[Menvi-discuss] Ear Training Class Questions?

Debra Baxley debrabaxley at att.net
Tue Apr 10 21:03:25 EDT 2012

Either, my teacher had me sing the example back to her, and questioned me as
to what intervals I was singing from the given note; she first played the
example once or twice.  I would then braille the given note, along with the
interval sign that I thought that it was.





From: menvi-discuss-bounces at menvi.org
[mailto:menvi-discuss-bounces at menvi.org] On Behalf Of Brandon Keith Biggs
Sent: Tuesday, April 10, 2012 7:16 PM
To: This is for discussing music and braille literacy
Subject: [Menvi-discuss] Ear Training Class Questions?



I'm in a new quarter of music theory and we have a new Ear Training teacher
who's 100 times harder than my last teacher.
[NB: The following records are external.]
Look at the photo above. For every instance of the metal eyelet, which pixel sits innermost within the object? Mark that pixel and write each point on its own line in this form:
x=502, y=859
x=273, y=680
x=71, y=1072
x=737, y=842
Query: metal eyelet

She gives out a handout every
week you are tested on, then you grade it and bring it home to practice. You
then are tested on that same handout the next week.

The handouts have everything from Melodic and rhythmic dictation in 6/8 time
to labeling the chords in a song, labeling the notes and time with the
correct notes and duration.

I'm wondering how I can give her the results of my test? Should I give my
braille document to my transcriber and have her transcribe it from Braille
to print? Or is there a more efficient way? This teacher is Adjunct, so she
doesn't have office hours at all where I can come and tell her the notes of
her absurdly long dictation exercises. 

I also am wondering how people deal with the fact that in the hand out there
are starting notes for some measures in the exercises, and you're supposed
to fill in the missing notes? I've tried switching from Braille to my little
Braille+, but it just doesn't work very well. I'm not able to wade through
the headings and whatnot to find the right notes. Perhaps this is another
thing I can get my transcriber to do, copy the notes 3 spaces in with
measure numbers and in the left margin have the problem numbers. Because she
does announce the problem numbers.

BTW is there an easy way to work out notes and how many accidentals are
supposed to go on the above or below note in Braille without counting on
your fingers or memorizing every note combination? Sighted people are just
able to count spaces on the staff. We can just give the interval, but that
doesn't give an accidental or the above note.

It would be really nice if there was a program we could use that translated
Braille music to print, so we could do intervals and whatnot without all the
hassle of reverse translation...

How did you all do ear training classes?